Only a quarter of AI initiatives’ expected return on investment ( ROI ) has been met, according to a recent IBM study, and only 16 % of them have successfully scaled AI across the enterprise despite rapid investment and growing competition pressure.
Despite this, the majority of Directors continue to be invested in AI, believing that it is essential to long-term success, with the majority anticipating good results by 2027. Gary Cohn, the vice chairman of IBM, said that “leaders who don’t use AI and their own information are properly choosing not to compete.”
Despite receiving subpar results, Directors continue to invest in AI.
According to the 2025 IBM CEO Study, 2, 000 Executives from 24 different locations and 24 sectors responded to the survey, the majority of leaders continue to invest in AI even though only a small percentage of projects achieve the expected returns.
CEOs continue to give priority to AI as a key driver of future growth, with 77 % predicting a positive result in scaled AI growth and expansion by 2027 and 85 % anticipating a positive ROI in scaled efficiency and cost savings.

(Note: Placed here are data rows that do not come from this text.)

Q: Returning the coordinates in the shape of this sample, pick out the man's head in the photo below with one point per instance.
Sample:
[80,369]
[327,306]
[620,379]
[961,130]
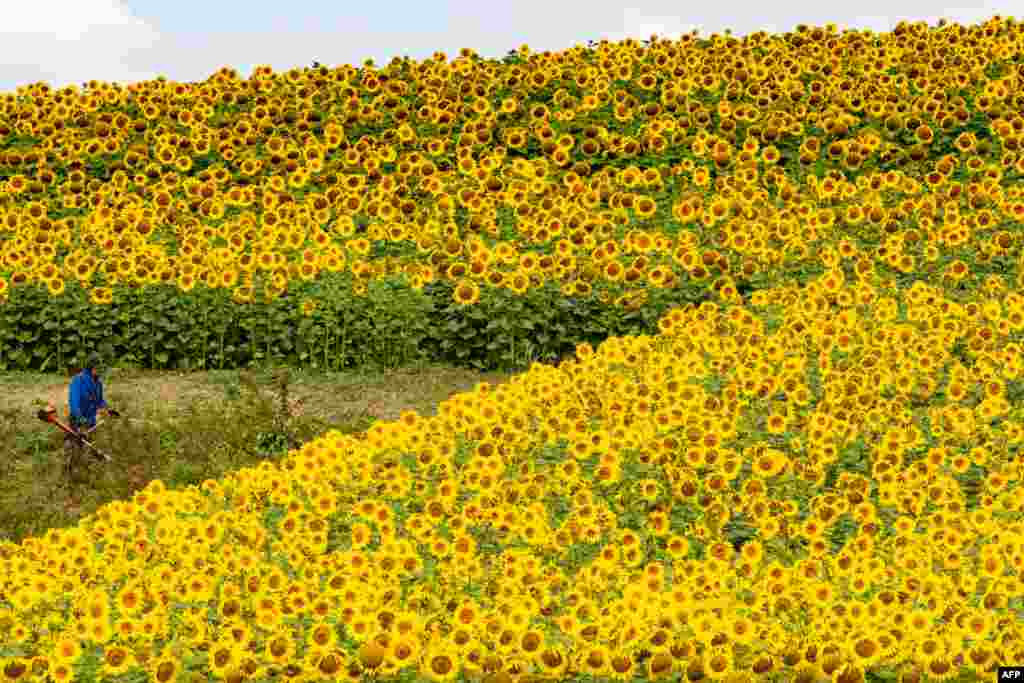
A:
[93,364]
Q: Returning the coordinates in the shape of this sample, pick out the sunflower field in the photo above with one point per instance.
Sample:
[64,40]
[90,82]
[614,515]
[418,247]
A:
[785,445]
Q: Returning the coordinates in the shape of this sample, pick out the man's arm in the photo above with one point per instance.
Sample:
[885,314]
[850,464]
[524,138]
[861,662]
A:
[99,395]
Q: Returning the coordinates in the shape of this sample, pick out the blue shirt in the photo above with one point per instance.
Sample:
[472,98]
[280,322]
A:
[85,397]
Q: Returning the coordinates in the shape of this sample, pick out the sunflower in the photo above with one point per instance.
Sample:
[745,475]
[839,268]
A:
[403,651]
[439,664]
[117,659]
[466,293]
[222,658]
[596,660]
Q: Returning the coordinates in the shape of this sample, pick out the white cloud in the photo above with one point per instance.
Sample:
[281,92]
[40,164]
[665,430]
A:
[640,26]
[73,41]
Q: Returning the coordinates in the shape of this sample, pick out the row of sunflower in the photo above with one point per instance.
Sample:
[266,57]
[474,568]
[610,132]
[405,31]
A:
[581,520]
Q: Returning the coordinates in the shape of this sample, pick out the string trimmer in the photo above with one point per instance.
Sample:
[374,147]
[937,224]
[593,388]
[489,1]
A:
[49,415]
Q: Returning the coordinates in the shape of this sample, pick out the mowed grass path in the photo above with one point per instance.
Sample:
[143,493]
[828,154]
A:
[184,428]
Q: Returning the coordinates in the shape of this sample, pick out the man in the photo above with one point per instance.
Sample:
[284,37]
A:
[85,399]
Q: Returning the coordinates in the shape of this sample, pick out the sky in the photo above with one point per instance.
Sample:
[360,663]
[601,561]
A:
[64,42]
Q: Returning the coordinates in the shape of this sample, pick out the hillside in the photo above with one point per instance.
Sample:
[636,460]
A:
[785,443]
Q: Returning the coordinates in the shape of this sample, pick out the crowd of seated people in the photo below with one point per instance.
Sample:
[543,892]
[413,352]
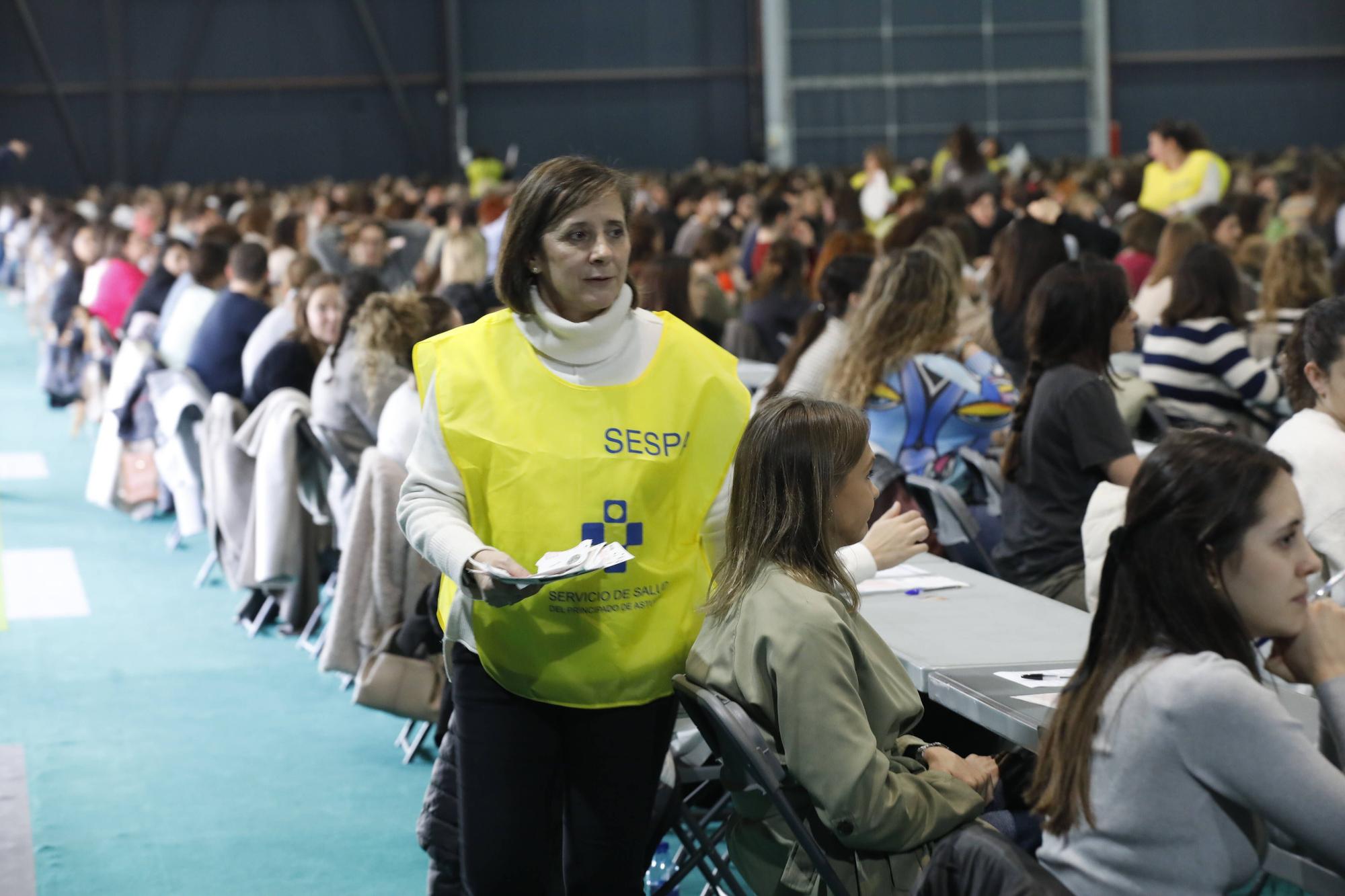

The adoption of relational AI and AI agents is growing faster.
According to the IBM study, 61 % of CEOs are actively adopting and preparing to use AI agents scale, believing that AI is essential to maintaining their position in the market.
As businesses transition from small-scale tests to embedding AI agents in routine operations to improve modeling, agility, and decision-making across the business, IBM’s recent news that the “era of AI research is over” is now in place.
What’s stopping AI from paying off?
stifled software and information environments
Many businesses still deal with segmented data and disconnected business functions, which impede the impact of AI. Leading CEOs handle this by integrating end-to-end workflows and creating a unified data culture, which is essential for unlocking AI’s complete worth across teams, according to a new analysis.
Privacy and security
As businesses expand the use of artificial intelligence, security and data protection continue to be among the major issues, sharing the concerns of security professionals. According to the IBM survey, one of the best CEO objectives for 2025 is improved security and data privacy.
Having trouble measuring Profit
Many leaders challenge to compare and compare AI investments to tangible business outcomes, which another businesses across industries even struggle with. However, some business leaders think that real-time, AI-driven ROI is possible, especially for those who invested early and made the correct usage cases.
The way to AI ROI
According to the IBM Study, leaders who are willing to take proper risks and use their data to gain will be the ones who will see AI’s whole payoff. According to IBM, Executives who hold may be choosing not to thrive because they don’t really miss out on productivity increases.
In the end, it’s the clever decisions, not just the strong ones, that does determine AI’s worth.